Last Updated on September 18, 2023 by BFSLTeam BFSLTeam
If you are a beginner to investments, you may be eager to invest in the stock market. You may even have done a lot of research on how to select stocks for your portfolio. However, it’s crucial to diversify your investments across different asset classes, including debt instruments. Bonds are among the most lucrative debt securities available in India.
As a new investor, you may not be aware of how to choose bonds that are suitable for your financial goals. Many beginners make the costly mistake of choosing the wrong bonds. This could result in a lot of time and resource wastage. To avoid this pitfall, you need to get better at the art of bond selection — and this article can help you with it.
5+ Tips to Help You Choose Suitable Bonds
When it comes to choosing bonds to invest in, you need to look into various aspects of these debt instruments. The factors to account for include the bond’s maturity date, coupon rate, issuing entity, nature of coupon payouts, credit rating and much more.
Let’s take a closer look at how to select bonds that can help you achieve your financial goals effectively.
- Look at the Bond’s Credit Rating
Government bonds are considered to be the safest bonds since they are backed by a sovereign guarantee. Corporate bonds, however, carry varying levels of risk. Bonds issued by fundamentally strong companies are safer investment options than those issued by weaker companies.
Credit rating agencies CRISIL and ICRA evaluate the risks associated with corporate bonds and assign different credit ratings to the securities. To identify which corporate bonds carry lower risks, you must look at the credit rating they carry. Bonds with lower credit ratings may offer higher coupon rates, but they may not be paid out if the company defaults.

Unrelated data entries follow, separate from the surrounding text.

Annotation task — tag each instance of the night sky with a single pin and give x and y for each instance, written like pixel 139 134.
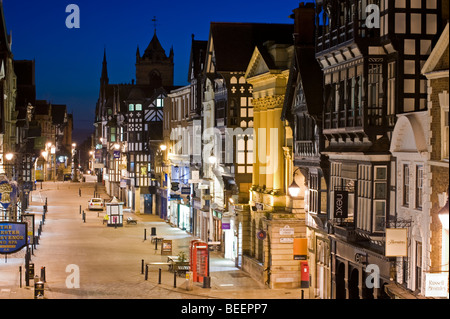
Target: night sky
pixel 68 61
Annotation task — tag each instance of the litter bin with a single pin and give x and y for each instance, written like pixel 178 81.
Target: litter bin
pixel 31 271
pixel 39 290
pixel 207 282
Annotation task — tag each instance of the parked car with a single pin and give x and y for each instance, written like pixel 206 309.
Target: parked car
pixel 95 203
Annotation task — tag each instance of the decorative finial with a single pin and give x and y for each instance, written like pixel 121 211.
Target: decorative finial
pixel 154 23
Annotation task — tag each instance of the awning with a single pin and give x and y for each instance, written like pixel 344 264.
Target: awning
pixel 395 291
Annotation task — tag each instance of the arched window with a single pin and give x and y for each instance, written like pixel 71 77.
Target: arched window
pixel 155 79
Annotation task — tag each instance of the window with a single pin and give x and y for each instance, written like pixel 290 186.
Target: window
pixel 380 196
pixel 314 193
pixel 113 134
pixel 375 92
pixel 391 94
pixel 364 197
pixel 418 265
pixel 443 97
pixel 406 185
pixel 419 186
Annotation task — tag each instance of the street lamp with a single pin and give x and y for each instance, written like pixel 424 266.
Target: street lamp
pixel 294 189
pixel 444 215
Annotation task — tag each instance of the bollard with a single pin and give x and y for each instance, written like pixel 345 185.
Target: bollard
pixel 189 281
pixel 43 274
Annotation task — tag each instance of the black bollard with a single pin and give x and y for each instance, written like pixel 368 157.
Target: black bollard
pixel 43 274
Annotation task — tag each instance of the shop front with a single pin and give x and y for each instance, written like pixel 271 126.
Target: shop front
pixel 184 218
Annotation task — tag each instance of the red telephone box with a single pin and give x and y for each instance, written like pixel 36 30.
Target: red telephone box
pixel 304 276
pixel 198 260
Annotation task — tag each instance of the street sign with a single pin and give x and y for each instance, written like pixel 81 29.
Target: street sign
pixel 13 237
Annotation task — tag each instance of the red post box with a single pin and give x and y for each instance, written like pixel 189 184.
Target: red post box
pixel 304 276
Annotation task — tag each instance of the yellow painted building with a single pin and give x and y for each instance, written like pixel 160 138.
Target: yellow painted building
pixel 274 219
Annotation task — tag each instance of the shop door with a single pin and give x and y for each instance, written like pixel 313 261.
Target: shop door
pixel 147 203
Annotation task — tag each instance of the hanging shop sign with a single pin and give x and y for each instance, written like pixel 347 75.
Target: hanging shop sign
pixel 436 285
pixel 7 193
pixel 166 248
pixel 261 235
pixel 29 220
pixel 286 231
pixel 340 204
pixel 13 237
pixel 396 242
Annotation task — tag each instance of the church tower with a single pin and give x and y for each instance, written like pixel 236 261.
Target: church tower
pixel 154 68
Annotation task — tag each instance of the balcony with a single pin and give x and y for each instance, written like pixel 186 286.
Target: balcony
pixel 352 31
pixel 345 231
pixel 348 118
pixel 305 149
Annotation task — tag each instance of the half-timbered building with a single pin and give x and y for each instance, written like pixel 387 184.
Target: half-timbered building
pixel 371 64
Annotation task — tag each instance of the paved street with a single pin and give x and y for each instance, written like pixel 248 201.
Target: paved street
pixel 109 259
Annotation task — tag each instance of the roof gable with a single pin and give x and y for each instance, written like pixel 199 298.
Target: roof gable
pixel 232 44
pixel 437 53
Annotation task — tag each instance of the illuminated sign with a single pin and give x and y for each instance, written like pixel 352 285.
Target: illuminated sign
pixel 13 237
pixel 396 242
pixel 436 285
pixel 7 194
pixel 340 204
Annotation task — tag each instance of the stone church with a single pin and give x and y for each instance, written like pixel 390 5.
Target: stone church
pixel 125 146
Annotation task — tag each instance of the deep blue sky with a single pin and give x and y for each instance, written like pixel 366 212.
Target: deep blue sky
pixel 68 61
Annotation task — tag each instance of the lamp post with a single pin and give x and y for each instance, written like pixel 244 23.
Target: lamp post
pixel 294 189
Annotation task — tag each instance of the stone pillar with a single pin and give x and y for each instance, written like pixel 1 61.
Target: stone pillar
pixel 256 125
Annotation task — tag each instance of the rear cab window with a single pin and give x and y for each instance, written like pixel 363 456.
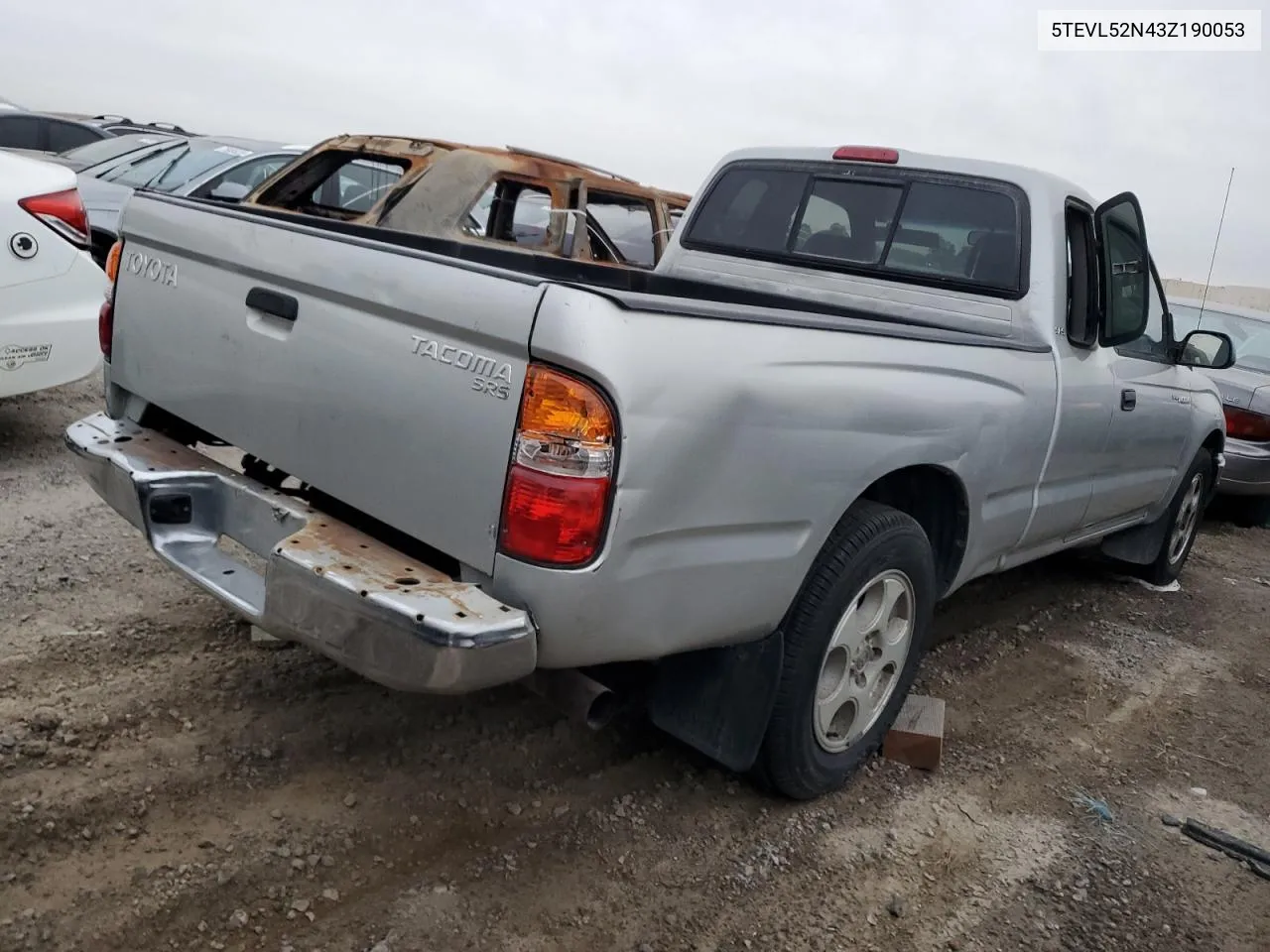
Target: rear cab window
pixel 906 225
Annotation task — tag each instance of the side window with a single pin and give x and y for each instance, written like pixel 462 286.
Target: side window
pixel 1082 302
pixel 627 222
pixel 64 136
pixel 1153 343
pixel 21 132
pixel 511 211
pixel 530 217
pixel 1123 271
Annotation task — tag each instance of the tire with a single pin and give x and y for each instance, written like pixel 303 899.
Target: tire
pixel 1183 517
pixel 874 553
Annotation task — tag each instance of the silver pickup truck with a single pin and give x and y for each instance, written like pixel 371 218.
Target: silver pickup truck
pixel 857 380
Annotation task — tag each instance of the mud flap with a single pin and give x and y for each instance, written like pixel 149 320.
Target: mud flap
pixel 1139 544
pixel 719 701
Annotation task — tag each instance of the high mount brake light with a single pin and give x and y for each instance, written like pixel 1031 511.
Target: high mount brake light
pixel 63 212
pixel 105 315
pixel 1245 424
pixel 866 154
pixel 558 486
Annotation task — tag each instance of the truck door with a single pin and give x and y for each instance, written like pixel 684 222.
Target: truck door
pixel 1150 419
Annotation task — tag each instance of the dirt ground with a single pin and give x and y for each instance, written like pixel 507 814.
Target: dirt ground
pixel 164 784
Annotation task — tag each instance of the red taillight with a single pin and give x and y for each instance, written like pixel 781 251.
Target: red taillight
pixel 62 211
pixel 1245 424
pixel 558 486
pixel 105 315
pixel 866 154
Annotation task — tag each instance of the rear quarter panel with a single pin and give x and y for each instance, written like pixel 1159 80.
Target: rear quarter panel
pixel 743 443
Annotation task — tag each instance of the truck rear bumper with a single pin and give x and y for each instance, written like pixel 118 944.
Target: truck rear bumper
pixel 324 584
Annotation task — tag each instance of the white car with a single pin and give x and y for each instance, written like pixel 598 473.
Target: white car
pixel 50 289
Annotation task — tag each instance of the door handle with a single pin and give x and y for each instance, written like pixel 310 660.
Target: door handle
pixel 273 303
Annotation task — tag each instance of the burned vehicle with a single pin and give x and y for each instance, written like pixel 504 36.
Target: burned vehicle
pixel 479 194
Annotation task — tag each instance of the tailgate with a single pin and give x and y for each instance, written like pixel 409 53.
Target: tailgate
pixel 380 376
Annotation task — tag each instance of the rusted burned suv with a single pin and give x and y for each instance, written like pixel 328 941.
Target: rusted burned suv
pixel 479 194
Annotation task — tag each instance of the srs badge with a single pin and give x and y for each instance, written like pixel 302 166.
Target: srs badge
pixel 23 245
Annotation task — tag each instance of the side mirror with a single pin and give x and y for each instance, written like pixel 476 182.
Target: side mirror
pixel 229 191
pixel 1206 349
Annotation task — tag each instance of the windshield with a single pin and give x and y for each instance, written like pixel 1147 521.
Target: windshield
pixel 1251 335
pixel 172 168
pixel 194 163
pixel 105 149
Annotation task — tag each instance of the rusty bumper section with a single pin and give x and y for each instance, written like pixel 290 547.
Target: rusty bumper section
pixel 325 584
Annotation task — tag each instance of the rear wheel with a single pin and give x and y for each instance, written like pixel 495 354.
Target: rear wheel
pixel 1184 516
pixel 853 643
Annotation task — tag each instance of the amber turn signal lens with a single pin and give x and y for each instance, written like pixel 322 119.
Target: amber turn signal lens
pixel 564 408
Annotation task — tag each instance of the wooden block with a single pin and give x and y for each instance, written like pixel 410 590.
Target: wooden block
pixel 917 737
pixel 263 639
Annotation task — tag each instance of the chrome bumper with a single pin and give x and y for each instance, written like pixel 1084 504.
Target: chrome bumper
pixel 325 584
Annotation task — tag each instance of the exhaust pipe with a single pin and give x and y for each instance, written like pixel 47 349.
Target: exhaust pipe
pixel 581 698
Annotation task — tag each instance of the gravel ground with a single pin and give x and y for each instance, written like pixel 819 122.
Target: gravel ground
pixel 166 784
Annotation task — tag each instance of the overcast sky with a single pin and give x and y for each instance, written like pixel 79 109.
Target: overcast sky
pixel 661 89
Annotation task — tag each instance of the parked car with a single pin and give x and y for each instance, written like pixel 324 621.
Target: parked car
pixel 98 158
pixel 122 126
pixel 477 194
pixel 44 132
pixel 208 167
pixel 1245 390
pixel 756 467
pixel 50 289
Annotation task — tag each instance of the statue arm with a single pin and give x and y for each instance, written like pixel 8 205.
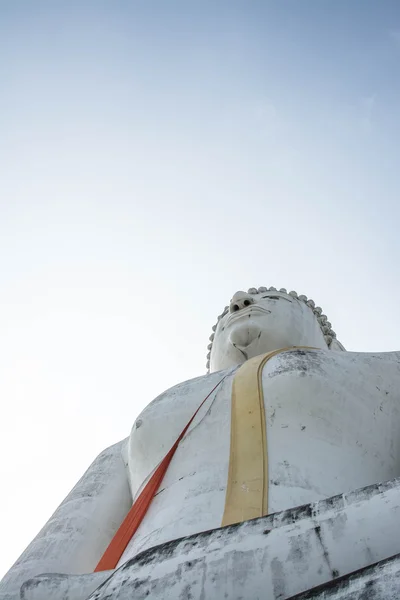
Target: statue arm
pixel 75 537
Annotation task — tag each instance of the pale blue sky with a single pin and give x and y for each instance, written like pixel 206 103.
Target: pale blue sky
pixel 154 158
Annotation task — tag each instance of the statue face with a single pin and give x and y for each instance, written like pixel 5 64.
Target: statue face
pixel 259 323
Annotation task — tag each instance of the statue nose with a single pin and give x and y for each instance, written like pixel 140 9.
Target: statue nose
pixel 239 301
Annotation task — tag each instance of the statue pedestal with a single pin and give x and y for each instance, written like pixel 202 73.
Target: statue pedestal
pixel 274 557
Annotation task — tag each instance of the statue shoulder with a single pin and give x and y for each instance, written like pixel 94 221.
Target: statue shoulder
pixel 191 388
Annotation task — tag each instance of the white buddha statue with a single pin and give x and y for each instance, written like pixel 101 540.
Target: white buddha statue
pixel 329 424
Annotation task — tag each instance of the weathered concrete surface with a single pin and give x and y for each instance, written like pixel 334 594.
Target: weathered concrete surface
pixel 380 581
pixel 273 557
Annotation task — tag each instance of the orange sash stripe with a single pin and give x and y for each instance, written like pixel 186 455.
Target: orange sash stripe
pixel 135 516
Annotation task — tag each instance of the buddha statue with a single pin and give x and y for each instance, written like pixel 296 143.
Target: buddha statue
pixel 284 418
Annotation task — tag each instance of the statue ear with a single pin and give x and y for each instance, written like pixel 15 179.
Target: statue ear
pixel 336 345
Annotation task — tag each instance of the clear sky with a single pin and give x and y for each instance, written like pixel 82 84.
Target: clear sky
pixel 155 157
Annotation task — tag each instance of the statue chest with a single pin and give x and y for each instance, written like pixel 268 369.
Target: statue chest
pixel 332 425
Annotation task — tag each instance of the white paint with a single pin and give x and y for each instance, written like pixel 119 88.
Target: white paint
pixel 333 425
pixel 73 539
pixel 272 557
pixel 259 322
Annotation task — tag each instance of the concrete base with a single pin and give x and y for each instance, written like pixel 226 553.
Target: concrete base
pixel 274 557
pixel 380 581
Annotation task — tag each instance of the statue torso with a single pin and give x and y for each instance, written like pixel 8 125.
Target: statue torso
pixel 332 421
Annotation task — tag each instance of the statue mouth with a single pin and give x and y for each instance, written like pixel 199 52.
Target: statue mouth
pixel 246 312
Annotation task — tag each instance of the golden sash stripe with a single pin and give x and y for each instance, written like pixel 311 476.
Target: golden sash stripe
pixel 247 487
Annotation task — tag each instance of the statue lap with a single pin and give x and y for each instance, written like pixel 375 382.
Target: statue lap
pixel 333 425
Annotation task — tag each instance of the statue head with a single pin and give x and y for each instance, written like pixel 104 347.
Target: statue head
pixel 265 319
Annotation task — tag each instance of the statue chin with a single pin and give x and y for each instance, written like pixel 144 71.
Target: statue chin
pixel 244 336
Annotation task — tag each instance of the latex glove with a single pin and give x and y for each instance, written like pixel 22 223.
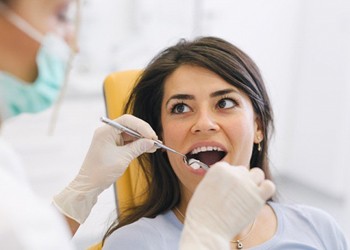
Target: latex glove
pixel 110 153
pixel 225 201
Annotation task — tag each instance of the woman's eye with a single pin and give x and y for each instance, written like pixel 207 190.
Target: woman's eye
pixel 180 108
pixel 226 103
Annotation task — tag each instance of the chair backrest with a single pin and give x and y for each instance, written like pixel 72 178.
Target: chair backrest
pixel 131 186
pixel 116 88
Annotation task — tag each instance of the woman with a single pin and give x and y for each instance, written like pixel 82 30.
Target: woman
pixel 36 38
pixel 207 99
pixel 35 41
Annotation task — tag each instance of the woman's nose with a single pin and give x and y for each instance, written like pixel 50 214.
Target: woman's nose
pixel 204 123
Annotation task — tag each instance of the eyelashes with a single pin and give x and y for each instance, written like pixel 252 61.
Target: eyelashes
pixel 223 103
pixel 179 108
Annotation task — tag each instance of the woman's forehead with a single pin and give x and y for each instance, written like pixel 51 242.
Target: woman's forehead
pixel 194 78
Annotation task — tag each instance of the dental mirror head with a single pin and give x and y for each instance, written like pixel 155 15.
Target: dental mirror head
pixel 195 164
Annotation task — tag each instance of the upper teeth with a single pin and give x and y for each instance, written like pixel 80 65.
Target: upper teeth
pixel 205 149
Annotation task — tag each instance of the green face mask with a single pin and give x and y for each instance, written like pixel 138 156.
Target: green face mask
pixel 18 97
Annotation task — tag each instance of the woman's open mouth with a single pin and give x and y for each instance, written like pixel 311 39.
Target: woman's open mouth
pixel 207 154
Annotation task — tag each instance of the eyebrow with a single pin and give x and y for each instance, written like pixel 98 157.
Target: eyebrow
pixel 191 97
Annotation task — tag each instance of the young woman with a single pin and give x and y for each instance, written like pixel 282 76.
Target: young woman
pixel 207 100
pixel 35 42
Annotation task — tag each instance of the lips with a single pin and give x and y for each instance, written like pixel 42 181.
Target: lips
pixel 207 154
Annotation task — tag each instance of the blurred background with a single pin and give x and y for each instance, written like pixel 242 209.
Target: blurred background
pixel 302 48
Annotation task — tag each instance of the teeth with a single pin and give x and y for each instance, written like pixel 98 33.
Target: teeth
pixel 205 149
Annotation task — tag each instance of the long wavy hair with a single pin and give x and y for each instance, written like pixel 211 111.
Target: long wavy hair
pixel 218 56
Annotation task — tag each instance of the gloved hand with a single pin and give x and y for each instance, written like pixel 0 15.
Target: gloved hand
pixel 225 201
pixel 110 153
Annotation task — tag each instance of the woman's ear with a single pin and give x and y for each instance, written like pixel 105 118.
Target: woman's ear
pixel 258 131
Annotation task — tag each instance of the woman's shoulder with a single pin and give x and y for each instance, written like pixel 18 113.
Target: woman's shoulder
pixel 147 233
pixel 308 213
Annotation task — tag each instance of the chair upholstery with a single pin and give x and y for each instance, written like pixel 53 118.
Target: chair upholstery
pixel 117 87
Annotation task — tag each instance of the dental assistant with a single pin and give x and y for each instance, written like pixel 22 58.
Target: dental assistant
pixel 36 40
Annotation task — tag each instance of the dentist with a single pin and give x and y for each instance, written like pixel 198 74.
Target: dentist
pixel 36 41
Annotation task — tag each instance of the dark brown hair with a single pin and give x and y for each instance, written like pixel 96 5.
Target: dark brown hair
pixel 218 56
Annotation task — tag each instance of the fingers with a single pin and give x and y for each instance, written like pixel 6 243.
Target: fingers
pixel 257 175
pixel 266 188
pixel 138 125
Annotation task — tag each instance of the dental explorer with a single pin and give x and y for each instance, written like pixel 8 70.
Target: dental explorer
pixel 193 163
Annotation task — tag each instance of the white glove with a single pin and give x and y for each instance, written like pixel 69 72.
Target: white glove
pixel 110 153
pixel 225 201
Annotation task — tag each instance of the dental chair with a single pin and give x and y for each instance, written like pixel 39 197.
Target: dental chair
pixel 129 188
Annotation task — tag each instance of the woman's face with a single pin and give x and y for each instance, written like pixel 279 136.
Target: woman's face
pixel 206 118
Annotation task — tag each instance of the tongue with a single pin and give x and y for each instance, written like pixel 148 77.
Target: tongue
pixel 210 157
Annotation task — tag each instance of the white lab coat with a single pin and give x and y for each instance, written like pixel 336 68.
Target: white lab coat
pixel 26 221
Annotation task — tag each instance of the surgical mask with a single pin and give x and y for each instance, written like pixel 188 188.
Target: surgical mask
pixel 17 96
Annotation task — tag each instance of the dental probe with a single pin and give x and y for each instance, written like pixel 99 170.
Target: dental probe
pixel 193 163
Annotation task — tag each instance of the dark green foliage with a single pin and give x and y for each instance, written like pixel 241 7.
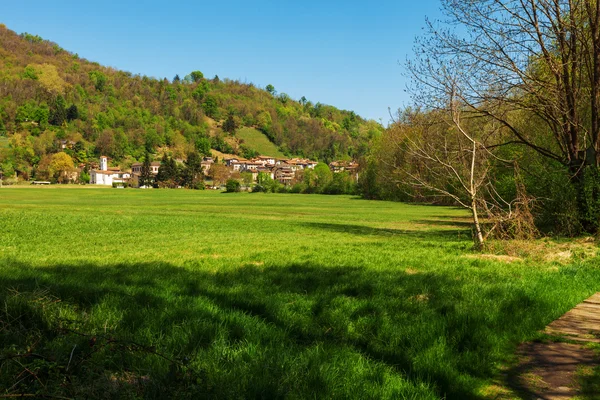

- Consider its Coupon Rate
The coupon rate is another important factor to look into when you are choosing bonds to invest in. This is the rate at which interest payments are made by the issuer to the investor. The coupon payments are calculated on the face value of the bond. Depending on the type of coupon rates they carry, bonds can belong to any of the following categories:
- Fixed rate bonds, which carry a specific and fixed rate of interest
- Floating rate bonds, which carry a variable rate of interest linked to benchmarks like the repo rate
- Zero coupon bonds, which do not have any coupon rate because they offer no coupon payments
You need to proceed with your bond selection only after considering which type of coupon rate best suits your requirements. It is also important to compare bonds and choose the ones that offer the most competitive coupon rates.
Additional Read: Sovereign Gold Bond
- Check the Post-Tax Yield
Unless they are tax-free bonds, the financial payouts from bonds in India are taxable as per the Income Tax Act, 1961. The interest payouts, for instance, are taxed as per the income tax slab rate applicable to you. The capital gains from the sale of bonds are also taxable. To truly understand how profitable a bond is, you must consider its post-tax yield before deciding to buy it. This is because the gross returns from a bond may be high, but its post-tax yield could be much lower.
- Assess the Risk-Reward Ratio
An important part of learning how to choose bonds is to factor in the risk-reward ratio. Some types of bonds may carry higher risks, but they may be offset by higher returns. Others, like government bonds, may offer lower coupon rates but have negligible risk. The overall risk-reward ratio must be favourable, so you get the advantage of earning good returns without taking on disproportionate risks.
- Look Into the Maturity Period
The maturity period of a bond is the duration during which your capital will be locked in. You will continue to receive coupon payments during this tenure, but you will only receive the face value of the bond on the maturity date. So, when you are choosing bonds to invest in, you must ensure that you are comfortable with having your capital locked up over the maturity period.
- Factor in Your Investment Goals
This is perhaps the most important — and often most overlooked — aspect of the process of bond selection. Ultimately, the kind of bond you choose must align with your investment goals. For instance, if you want to protect your returns from inflation, you may find inflation-indexed bonds suitable. Similarly, if you want to earn stable income payouts without any risks, government bonds fit the bill nicely. And if you are looking for tax savings, you can consider investing in tax-saving government-approved bonds.
As your investment goals change, the type of bonds that you need to choose will also vary accordingly. For this reason, you must revisit your portfolio every year or so and ensure that the bonds therein are suitable for your overall financial requirements.
Also Read: The Different Types of Bonds
Conclusion
Bonds can be an invaluable part of your investment portfolio — irrespective of your risk profile. Unlike high-risk investments, which are best suited for aggressive investors, bonds are for everybody. The trick to making the most of these debt securities lies in choosing bonds that align with your financial goals and investment capacity.
Given the wide range of choices available, you need to keep the pointers outlined in this article and make a smart decision about how to choose bonds for your portfolio. If you are having trouble with bond selection, you can always approach a financial planner for expert guidance on this subject.